THE HYPOTHESIS-TESTING PROCESS

In the previous example, we used a statistical technique called the t test to test the hypothesis that two groups have the same mean in the population. We did the following:

  • For each of the groups, we calculated the mean of the variable we were interested in comparing.

  • We subtracted one mean from the other to determine the difference between the two.

  • We calculated a t statistic by dividing the difference of the two sample means by its standard error.

  • We calculated the observed significance level. This told us how often we would expect to see a difference as large as the one we observed if no difference existed between the groups in the population.

  • If the observed significance level was small (less than .05), we rejected the hypothesis that the two means are equal in the population.

  • Otherwise, we did not reject the null hypothesis, and we did not accept it either. We remained undecided.
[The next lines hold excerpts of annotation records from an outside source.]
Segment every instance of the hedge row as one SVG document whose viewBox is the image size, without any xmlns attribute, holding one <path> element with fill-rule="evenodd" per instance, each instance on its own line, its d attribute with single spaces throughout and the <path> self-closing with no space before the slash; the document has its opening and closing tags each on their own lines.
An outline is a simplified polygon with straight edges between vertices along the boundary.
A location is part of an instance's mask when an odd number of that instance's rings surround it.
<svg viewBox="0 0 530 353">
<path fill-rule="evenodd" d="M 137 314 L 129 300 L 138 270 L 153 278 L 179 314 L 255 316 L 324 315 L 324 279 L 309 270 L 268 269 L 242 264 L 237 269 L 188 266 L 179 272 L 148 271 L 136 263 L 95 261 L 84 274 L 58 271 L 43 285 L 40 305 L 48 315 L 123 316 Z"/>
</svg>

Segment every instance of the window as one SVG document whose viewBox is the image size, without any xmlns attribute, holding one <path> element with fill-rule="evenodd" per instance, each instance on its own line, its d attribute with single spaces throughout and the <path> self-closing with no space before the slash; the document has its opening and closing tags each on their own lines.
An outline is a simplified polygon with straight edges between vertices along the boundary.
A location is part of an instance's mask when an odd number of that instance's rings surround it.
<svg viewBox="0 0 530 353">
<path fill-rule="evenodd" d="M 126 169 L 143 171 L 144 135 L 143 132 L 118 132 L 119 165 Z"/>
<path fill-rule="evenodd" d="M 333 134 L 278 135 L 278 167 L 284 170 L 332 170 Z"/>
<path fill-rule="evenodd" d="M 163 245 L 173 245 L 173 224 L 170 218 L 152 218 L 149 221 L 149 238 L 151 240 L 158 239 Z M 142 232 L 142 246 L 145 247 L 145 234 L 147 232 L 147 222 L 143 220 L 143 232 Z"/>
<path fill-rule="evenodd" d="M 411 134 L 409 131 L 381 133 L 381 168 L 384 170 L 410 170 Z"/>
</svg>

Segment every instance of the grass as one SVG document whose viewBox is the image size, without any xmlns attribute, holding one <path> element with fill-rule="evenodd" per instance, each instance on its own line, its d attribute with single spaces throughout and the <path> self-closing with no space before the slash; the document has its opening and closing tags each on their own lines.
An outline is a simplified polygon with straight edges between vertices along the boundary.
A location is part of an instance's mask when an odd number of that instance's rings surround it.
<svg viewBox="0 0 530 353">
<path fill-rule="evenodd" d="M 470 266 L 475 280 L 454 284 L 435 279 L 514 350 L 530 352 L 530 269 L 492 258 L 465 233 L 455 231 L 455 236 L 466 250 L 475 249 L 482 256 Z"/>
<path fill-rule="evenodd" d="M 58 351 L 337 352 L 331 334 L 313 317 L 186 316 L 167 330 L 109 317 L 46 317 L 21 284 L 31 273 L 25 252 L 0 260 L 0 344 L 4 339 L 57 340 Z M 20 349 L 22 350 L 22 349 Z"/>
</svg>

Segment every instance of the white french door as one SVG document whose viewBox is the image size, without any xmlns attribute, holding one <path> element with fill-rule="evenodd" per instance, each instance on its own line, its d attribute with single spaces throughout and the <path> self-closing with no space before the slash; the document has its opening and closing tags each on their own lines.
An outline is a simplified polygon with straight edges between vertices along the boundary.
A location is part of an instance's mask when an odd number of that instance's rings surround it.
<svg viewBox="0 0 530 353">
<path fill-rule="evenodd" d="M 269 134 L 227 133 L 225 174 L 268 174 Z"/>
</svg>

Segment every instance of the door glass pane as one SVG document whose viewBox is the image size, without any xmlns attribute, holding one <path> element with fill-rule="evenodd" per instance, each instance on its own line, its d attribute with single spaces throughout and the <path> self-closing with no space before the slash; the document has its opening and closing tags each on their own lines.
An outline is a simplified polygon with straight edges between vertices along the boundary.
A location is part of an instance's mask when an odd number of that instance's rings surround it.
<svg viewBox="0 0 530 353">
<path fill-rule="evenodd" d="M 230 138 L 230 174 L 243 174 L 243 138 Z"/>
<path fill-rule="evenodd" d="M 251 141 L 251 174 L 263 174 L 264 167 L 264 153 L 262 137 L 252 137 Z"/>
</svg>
That is because we did not know whether no difference was present or whether our sample was simply too small to detect the difference.

This procedure is the same for tests of most hypotheses:

  • You formulate a null hypothesis and its alternative.

  • You calculate the probability of observing a difference of a particular magnitude in the sample when the null hypothesis is true.

  • If this probability (the observed significance level) is small enough, you reject the null hypothesis.

  • If the probability is not small enough, you remain undecided.

The only part of this ritual that changes for different situations is the actual statistic used to evaluate the probability of the observed difference. In the chapters that follow, we will use different types of statistics to test hypotheses that have these characteristics:

  • Variables are independent.

  • Several groups have the same means.

  • No linear relationship exists among several variables.

If you make sure now that you understand the way hypothesis testing works, the rest of this book will be easy to understand.